La souffrance sociale porte désormais son nom
En Allemagne, la souffrance sociale porte désormais son nom, cette syllabe qui claque. "Si j'avais un nom à rallonge, comme Leutheusser-Schnarrenberger, la commission ne se serait pas appelée "commission Hartz"", regrette-t-il devant les patrons français. En 2007, Hartz est condamné dans une affaire de corruption des syndicats de Volkswagen. On ne lui reproche aucun profit personnel, mais il en est marqué.

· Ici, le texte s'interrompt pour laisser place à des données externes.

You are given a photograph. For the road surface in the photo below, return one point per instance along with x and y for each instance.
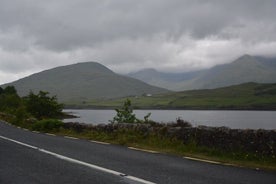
(31, 157)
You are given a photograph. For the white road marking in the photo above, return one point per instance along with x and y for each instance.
(99, 142)
(50, 134)
(202, 160)
(62, 157)
(71, 137)
(144, 150)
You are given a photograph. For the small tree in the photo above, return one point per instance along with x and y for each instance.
(42, 106)
(125, 114)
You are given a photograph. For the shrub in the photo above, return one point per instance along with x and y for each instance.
(46, 125)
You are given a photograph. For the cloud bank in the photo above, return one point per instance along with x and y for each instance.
(128, 35)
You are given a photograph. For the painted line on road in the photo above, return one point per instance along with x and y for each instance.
(62, 157)
(144, 150)
(99, 142)
(68, 137)
(50, 134)
(209, 161)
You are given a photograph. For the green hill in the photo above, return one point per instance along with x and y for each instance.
(82, 82)
(244, 69)
(248, 96)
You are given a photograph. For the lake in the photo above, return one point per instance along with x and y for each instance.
(231, 119)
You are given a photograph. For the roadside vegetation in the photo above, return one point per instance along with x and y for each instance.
(41, 112)
(248, 96)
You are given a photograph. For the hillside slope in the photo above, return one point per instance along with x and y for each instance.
(82, 82)
(248, 96)
(244, 69)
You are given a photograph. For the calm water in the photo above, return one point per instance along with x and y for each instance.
(232, 119)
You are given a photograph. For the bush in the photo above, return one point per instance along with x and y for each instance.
(47, 125)
(42, 106)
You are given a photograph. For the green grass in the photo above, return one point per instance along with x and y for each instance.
(248, 96)
(175, 147)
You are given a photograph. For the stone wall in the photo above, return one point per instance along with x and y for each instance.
(259, 142)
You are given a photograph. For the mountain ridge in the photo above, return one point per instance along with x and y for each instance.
(242, 70)
(83, 82)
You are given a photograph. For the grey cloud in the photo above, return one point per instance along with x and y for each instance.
(67, 24)
(175, 35)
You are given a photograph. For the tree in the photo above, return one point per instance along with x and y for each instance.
(42, 106)
(9, 100)
(125, 114)
(1, 91)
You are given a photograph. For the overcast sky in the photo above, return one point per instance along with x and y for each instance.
(128, 35)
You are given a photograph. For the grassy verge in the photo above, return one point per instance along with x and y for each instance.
(250, 96)
(155, 141)
(163, 144)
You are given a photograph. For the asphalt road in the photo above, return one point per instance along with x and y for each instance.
(29, 157)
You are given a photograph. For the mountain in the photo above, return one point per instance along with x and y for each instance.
(83, 82)
(247, 96)
(171, 81)
(244, 69)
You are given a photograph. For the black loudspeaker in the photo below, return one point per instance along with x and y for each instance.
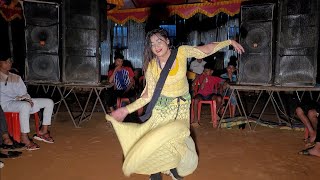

Un convive comprend bien ces blessures : c'est François Villeroy de Galhau, banquier -il est directeur général délégué de BNP Paribas, issu d'une famille française de la Sarre. Hartz est son voisin, il est devenu son ami et son inspirateur. Le septuagénaire milite pour l'emploi des jeunes. "Ils sont 300 000 sans travail en Allemagne", dit-il, pour corriger cette image de bon élève qui colle à la peau de son pays. Obsédé par les dégâts psychologiques du chômage, il veut donner leur chance aux jeunes Européens mal ou peu formés, les doter d'un capital de 50 000 euros pour leur permettre d'apprendre une langue étrangère, d'accéder à une qualification et à un emploi dans un pays de l'Union où l'on a besoin d'eux.
Dans son livre L'Espérance d'un Européen (Odile Jacob), Villeroy de Galhau reprend cette idée d'"europatriés". Hartz connaît le numéro du chapitre par coeur, c'est le 9. Pour vendre son rêve d'europhile, l'ancien DRH a demandé rendez-vous à Jean-Claude Juncker, président de la Commission européenne. Il en a parlé à l'Elysée, en décembre 2013.
La presse allemande -qui ne connaît pas très bien le président de la République française- affirme alors que Hartz est devenu le conseiller de François Hollande. Horreur, malheur ! Deux ministres décommandent leurs rendez-vous avec ce diable d'Allemand. Alors, se mêler des réformes françaises, jamais. Il aime la Bretagne, notre pays, il admire l'aéronautique française, la mode, l'agroalimentaire. Il conclut : "C'est à vous de trouver ce qui correspond à l'âme française."